The implication for your analytics framework: share of search and branded query volume are becoming more important, not less, because AI tools draw heavily on search signal patterns when constructing recommended vendor lists. Companies with strong branded search presence are more likely to appear in AI-generated shortlists. This adds a new measurement layer to awareness — not just whether humans search for you, but whether your search footprint is large enough for AI discovery tools to register you as a credible category participant.

The Reporting Architecture That Works in Practice

A brand analytics report that actually gets used inside a growth-stage company looks like this:

Signal Measurement Method Cadence Owner
Branded search volume Google Search Console Monthly Marketing
G2 sentiment score G2 review exports Quarterly Product Marketing
Win rate vs. named competitors CRM analysis Quarterly Sales + Marketing
Brand-sourced pipeline % CRM attribution Quarterly Revenue Ops
Pricing premium delta Deal data analysis Quarterly Finance + Marketing
Perception survey (aided awareness) Survey tool (Typeform, etc.) Annual Marketing
Churned customer exit interviews Sales/CS call recordings Ongoing CS + Marketing

The Finance team gets the commercial signals. The Marketing team owns the health signals. They connect in a quarterly review that shows whether health is leading commercial, or lagging. When health signals improve but commercial signals don't move within two to three quarters, the question is either measurement lag or brand-product fit — the brand promise is landing, but the product isn't delivering on it.
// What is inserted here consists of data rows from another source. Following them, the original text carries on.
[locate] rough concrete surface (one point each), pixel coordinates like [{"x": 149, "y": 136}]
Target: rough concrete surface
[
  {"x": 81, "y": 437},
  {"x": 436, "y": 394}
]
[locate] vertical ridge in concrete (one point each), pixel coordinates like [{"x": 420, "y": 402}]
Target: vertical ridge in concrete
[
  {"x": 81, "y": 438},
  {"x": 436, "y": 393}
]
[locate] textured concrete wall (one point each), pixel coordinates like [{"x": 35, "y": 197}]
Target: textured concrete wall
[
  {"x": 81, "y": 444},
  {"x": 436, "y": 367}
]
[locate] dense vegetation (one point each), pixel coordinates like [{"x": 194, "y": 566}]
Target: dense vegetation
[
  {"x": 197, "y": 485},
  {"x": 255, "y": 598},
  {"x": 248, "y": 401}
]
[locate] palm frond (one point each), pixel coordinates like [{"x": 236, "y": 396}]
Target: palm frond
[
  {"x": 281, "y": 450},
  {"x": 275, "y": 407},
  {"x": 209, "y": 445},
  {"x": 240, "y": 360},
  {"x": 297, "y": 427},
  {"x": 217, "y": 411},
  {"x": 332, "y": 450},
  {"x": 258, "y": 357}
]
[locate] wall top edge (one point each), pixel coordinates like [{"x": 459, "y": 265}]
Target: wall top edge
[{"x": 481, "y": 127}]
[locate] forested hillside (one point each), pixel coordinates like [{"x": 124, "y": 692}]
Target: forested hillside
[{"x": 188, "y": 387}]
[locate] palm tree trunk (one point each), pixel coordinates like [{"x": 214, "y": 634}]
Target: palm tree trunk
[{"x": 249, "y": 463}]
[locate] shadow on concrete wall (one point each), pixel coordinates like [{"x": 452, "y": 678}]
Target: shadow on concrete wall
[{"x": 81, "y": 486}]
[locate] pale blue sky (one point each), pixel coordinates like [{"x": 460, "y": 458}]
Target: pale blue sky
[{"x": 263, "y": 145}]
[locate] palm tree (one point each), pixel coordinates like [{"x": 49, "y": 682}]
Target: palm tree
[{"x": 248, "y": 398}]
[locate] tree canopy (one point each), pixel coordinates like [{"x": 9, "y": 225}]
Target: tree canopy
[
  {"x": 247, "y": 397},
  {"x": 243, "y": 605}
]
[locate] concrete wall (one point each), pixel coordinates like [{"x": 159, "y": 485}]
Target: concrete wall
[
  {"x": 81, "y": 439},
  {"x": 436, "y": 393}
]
What RNO1 Observes Across Engagements

When brand analytics breaks down inside fast-growing companies, it almost always breaks at the same seam: brand and revenue operations teams are not sharing data, so each builds a case independently. Brand shows favorable perception scores; revenue ops shows a flat win rate. Neither talks to the other, so neither can diagnose the real problem.
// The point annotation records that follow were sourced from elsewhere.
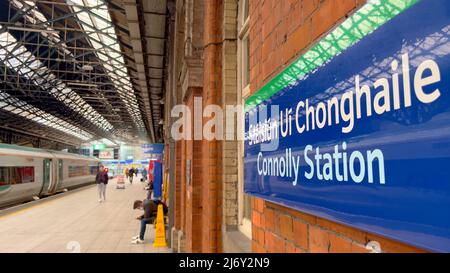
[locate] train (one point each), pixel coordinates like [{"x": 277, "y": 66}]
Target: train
[{"x": 30, "y": 173}]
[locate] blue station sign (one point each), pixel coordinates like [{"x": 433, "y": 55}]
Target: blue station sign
[{"x": 357, "y": 130}]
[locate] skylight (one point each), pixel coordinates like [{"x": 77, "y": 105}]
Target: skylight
[
  {"x": 23, "y": 62},
  {"x": 98, "y": 25},
  {"x": 32, "y": 113}
]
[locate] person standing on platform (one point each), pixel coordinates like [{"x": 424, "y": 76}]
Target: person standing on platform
[
  {"x": 144, "y": 175},
  {"x": 150, "y": 210},
  {"x": 130, "y": 175},
  {"x": 102, "y": 180}
]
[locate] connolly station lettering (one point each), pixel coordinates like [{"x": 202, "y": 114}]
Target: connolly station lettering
[{"x": 358, "y": 166}]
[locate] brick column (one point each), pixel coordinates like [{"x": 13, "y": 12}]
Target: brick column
[{"x": 211, "y": 155}]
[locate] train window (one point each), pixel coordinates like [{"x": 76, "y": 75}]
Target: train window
[
  {"x": 75, "y": 171},
  {"x": 16, "y": 175},
  {"x": 94, "y": 169},
  {"x": 4, "y": 180}
]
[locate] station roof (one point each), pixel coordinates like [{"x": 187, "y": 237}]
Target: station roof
[{"x": 81, "y": 70}]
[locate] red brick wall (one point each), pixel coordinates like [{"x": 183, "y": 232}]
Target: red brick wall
[
  {"x": 280, "y": 229},
  {"x": 193, "y": 199},
  {"x": 212, "y": 82},
  {"x": 279, "y": 32}
]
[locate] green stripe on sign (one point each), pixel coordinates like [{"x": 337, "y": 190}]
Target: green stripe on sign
[{"x": 363, "y": 22}]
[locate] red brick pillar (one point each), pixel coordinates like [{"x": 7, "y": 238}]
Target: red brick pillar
[{"x": 212, "y": 82}]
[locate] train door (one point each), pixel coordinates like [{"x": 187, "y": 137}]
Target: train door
[
  {"x": 60, "y": 173},
  {"x": 54, "y": 179},
  {"x": 46, "y": 176}
]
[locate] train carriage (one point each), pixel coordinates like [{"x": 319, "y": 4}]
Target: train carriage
[{"x": 26, "y": 172}]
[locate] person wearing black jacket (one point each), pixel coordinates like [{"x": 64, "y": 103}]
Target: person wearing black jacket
[
  {"x": 131, "y": 173},
  {"x": 102, "y": 180},
  {"x": 150, "y": 208}
]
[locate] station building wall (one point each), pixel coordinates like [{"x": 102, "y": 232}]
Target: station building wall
[{"x": 206, "y": 64}]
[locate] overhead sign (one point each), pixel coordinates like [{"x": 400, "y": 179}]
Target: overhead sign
[
  {"x": 357, "y": 130},
  {"x": 106, "y": 154},
  {"x": 99, "y": 147},
  {"x": 153, "y": 151}
]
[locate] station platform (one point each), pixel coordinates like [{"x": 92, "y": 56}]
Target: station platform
[{"x": 77, "y": 222}]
The most useful thing a brand partner can do in this situation is help connect those two data streams — not just design better materials, but establish what the measurement infrastructure should look like before any design work begins.

This is what we saw when working with Interos, the supply chain risk intelligence company that reached unicorn status during our seven-year engagement. The brand and product work required alignment between how the brand positioned Interos's AI capabilities and how the sales team was narrating those capabilities in enterprise deals. When those two tracks were synchronized, the commercial signals responded. That kind of alignment doesn't happen without a shared measurement framework that both teams use.

For fintech companies specifically — particularly those in lending, payments, or banking infrastructure — the trust dimension of brand analytics deserves disproportionate weight. In regulated industries, brand is often the primary factor in a procurement committee's confidence level. Tracking how brand signals affect procurement-stage behavior (not just marketing-stage behavior) is often where the most valuable insights live. See how this pattern plays out across our fintech work.

Our services are built around exactly this kind of connected thinking — brand strategy that is accountable to commercial outcomes, not isolated in a creative department.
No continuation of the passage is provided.